2008 is looking like an extraordinary year for visualists: there’s an explosion of new software tools for live visuals. One of the most eagerly-anticipated is 3L (pronounced “Thrill”), a multi-purpose live visual application for Mac, from the massively-talented artificialeyes trio of Pascal Lesport, Michael Parenti and Todd Thille. (Todd, FYI, you may have to change that last name to 3iL.) We’ll be showing and explaining where 3L fits in, but let me jump into my unedited geeky take on it first.
3L is unique in that it takes a lot of the cool generative effects people are doing in individual patches for Max or Processing, loads them into one massively modular interface, and mixes in the prerequisite amount of pixel processing, audio, and MIDI. It’s like the monster Jitter patch you’ll never have time to finish, all on one screen — one very big screen; the software actually requires 1440×900 resolution to operate. If they had just done that, Thrill might fade into the blur of other modular environments created in recent years, but the software has also been packed with features tested by the Artificial Eyes crew in their gigs — meaning a whole lot of what you’d want to be able to do in a club is there already, including countless features you may not have even thought of yet. Pascal also apparently coded his way around limitations in Jitter.
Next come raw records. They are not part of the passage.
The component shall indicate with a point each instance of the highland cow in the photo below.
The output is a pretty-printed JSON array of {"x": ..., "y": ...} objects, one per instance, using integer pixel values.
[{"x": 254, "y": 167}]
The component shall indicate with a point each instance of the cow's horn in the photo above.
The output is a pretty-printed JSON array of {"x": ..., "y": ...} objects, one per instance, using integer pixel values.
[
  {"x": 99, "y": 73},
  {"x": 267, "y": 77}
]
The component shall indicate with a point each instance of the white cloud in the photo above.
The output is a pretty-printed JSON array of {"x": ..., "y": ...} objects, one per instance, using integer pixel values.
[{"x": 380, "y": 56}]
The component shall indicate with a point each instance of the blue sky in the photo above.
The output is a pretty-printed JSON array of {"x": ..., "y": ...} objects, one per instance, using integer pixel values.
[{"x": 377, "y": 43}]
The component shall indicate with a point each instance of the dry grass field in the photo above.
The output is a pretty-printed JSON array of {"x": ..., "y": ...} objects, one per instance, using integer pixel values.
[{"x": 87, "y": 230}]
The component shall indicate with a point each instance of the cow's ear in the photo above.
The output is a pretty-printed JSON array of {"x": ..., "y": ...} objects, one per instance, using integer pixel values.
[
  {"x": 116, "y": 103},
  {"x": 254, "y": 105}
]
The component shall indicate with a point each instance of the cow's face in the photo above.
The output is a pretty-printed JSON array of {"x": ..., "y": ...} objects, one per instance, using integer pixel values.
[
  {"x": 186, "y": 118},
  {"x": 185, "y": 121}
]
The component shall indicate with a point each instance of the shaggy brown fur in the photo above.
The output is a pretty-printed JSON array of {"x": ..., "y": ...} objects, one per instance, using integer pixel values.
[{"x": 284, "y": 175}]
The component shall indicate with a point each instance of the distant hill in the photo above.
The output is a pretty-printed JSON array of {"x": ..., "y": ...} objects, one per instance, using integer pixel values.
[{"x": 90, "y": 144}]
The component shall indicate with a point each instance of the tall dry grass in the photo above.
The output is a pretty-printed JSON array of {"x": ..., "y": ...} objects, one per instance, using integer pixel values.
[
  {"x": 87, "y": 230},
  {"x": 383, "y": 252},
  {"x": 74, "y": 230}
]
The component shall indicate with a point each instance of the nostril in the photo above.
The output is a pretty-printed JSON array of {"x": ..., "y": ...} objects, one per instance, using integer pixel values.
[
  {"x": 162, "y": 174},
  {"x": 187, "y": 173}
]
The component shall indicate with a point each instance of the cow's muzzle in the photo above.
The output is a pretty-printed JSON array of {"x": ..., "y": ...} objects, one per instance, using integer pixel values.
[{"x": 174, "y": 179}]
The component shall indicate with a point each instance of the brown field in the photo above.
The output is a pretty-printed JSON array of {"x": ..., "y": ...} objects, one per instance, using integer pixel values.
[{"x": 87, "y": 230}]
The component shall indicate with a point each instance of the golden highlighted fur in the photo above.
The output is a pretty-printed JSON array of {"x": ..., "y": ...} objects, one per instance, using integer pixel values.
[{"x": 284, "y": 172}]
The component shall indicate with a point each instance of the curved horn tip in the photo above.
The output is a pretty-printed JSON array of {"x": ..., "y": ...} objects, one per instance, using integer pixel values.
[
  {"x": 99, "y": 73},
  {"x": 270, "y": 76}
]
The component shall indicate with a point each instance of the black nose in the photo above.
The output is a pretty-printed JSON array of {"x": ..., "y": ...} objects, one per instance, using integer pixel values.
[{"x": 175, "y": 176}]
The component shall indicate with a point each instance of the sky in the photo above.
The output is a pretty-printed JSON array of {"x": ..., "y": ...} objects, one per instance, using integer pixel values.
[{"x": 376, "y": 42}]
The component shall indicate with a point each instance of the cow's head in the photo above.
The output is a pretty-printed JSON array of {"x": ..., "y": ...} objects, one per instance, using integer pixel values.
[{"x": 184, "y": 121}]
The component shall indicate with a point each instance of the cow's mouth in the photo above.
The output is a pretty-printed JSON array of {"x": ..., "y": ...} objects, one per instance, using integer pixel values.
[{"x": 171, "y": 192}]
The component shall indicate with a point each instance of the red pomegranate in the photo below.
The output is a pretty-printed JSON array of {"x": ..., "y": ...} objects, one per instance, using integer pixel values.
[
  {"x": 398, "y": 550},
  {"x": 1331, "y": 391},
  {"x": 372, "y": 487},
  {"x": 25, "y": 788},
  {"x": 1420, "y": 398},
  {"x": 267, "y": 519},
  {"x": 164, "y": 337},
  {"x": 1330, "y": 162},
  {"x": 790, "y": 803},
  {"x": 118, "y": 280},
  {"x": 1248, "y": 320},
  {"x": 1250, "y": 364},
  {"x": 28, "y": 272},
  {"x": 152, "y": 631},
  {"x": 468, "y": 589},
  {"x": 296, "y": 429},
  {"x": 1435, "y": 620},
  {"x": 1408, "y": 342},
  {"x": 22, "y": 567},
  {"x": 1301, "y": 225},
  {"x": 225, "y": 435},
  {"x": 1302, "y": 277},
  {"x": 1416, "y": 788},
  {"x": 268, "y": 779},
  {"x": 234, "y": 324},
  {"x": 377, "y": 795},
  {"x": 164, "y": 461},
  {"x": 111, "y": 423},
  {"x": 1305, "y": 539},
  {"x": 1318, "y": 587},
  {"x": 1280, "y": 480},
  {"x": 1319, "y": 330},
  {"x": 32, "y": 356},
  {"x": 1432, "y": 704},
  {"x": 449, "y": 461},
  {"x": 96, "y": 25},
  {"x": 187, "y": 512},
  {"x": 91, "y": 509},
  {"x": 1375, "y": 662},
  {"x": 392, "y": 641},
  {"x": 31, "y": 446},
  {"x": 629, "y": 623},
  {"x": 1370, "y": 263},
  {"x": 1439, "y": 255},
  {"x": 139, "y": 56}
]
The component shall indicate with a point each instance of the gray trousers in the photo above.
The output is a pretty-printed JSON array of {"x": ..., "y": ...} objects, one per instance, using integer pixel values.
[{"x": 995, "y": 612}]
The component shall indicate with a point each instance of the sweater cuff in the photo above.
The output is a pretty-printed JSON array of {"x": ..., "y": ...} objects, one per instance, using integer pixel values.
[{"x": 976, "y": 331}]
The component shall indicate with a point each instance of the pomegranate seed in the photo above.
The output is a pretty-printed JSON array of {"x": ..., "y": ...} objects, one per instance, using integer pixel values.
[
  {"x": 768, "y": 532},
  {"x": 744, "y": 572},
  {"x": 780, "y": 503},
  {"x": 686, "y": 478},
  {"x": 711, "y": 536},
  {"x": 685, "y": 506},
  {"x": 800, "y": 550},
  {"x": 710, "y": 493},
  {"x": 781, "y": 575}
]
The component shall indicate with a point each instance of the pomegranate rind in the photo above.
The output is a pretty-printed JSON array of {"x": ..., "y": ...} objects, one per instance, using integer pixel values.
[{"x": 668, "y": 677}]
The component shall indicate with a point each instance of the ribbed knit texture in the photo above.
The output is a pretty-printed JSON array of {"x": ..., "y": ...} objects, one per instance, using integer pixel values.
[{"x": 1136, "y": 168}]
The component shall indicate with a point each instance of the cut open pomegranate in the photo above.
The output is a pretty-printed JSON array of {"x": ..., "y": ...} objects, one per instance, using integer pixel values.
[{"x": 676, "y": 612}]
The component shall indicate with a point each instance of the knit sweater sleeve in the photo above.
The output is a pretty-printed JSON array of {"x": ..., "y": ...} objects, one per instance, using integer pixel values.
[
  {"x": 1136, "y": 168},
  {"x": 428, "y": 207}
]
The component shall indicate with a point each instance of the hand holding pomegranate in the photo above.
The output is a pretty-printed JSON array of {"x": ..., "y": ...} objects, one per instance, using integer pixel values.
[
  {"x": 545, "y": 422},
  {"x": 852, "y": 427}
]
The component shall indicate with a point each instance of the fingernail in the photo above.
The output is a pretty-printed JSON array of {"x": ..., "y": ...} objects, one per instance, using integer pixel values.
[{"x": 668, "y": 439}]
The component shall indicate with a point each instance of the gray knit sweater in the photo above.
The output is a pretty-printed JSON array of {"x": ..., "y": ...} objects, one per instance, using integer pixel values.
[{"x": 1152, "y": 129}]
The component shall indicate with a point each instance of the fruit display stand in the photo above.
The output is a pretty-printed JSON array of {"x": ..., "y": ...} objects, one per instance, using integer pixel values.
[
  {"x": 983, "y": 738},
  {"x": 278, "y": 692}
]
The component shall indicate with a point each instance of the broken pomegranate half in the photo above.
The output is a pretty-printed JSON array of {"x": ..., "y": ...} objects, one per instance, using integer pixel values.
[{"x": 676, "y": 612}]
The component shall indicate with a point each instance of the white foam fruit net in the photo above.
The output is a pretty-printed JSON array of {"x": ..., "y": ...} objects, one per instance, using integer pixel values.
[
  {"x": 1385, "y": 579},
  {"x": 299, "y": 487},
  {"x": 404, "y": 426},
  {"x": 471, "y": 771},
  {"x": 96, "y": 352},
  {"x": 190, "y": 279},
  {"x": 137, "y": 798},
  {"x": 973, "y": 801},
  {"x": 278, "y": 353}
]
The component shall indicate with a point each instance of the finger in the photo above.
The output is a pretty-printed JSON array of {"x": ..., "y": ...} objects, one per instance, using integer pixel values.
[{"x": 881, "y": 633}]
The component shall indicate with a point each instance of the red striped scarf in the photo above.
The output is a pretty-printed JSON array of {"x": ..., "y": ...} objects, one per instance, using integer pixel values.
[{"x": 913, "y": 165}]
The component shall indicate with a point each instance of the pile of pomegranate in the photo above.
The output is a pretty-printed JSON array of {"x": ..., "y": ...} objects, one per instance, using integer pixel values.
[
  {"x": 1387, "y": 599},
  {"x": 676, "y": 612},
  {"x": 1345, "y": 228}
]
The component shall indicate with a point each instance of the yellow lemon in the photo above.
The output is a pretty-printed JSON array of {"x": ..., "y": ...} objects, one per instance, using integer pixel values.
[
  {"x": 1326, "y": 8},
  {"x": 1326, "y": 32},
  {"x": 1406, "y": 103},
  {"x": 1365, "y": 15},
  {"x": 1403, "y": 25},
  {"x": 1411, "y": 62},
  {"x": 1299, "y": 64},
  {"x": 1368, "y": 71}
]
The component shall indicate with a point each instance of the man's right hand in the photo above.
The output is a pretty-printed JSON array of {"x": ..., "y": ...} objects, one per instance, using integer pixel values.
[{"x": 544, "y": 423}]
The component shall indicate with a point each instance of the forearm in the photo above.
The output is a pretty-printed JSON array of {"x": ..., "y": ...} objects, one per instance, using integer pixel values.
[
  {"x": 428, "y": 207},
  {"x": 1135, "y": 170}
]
We got an inside peek at the software in Perth. In fact, we peeked at a little too much — so much, we’re still, erm, editing all the footage we shot. And we might have gotten into that editing in Perth were we not out until the wee hours of the morning VJing with Thrill. Jack and Coke, Western Australian nightclub filled with ridiculously young-looking clubgoers, plus a completely unfamiliar interface that looks like the love child of Max/MSP, a 747, and a spaceship? Hell, yeah. With everything wired for MIDI and sound reactivity, Jaymis and I immediately found ourselves zoning into pulsing abstract patterns, even when we weren’t entirely sure what we were doing.
3L just hit beta, and beta testers don’t have to sign NDA, so expect to hear more soon. And a full release is apparently less than a month away.
Personally, I think the fact that 3L has some company makes it more interesting, not less. The 3D/video patching package Salvation is chugging along in beta on Windows and now Mac (more on that very soon), VDMX5 continues its gradual Never-Ending Beta romp into being the Most Feature-Laden Video Compositing VJ App Ever, modular programming tool Quartz Composer just arrived on Leopard beefed up with much-needed fleshing out, coding-for-artists environment Processing still rocks for 3D and generative visuals and is growing its audience, Max 5 is due this quarter, and its open-source evil twin Pure Data continues to hit new milestones every few weeks. That’s to say nothing of the continued maturation of more conventional VJ tools like Resolume and Modul8.
What? Haven’t heard of any of this? Might want to watch this space, because you’ll be hearing more.
3L won’t get lost in that crowd, either, just because in virtually every way, it’s different. Some people will probably hate it. Some will be confused by it. Some will love it. But people will have strong feelings about it, and it’s about time that happened more often.
Electronic music had a renaissance of software in the era of Amiga, Atari, Mac, and DOS, with strange and wonderful tools like the early “trackers.” That era was so beloved that you’ll find people still emulating those tools today — or booting an ancient computer just to run them. My sense is not only that we’re seeing the beginning of a similar era for VJ apps, but that the lack of a dominant market as in music could actually mean this diversity will stick around.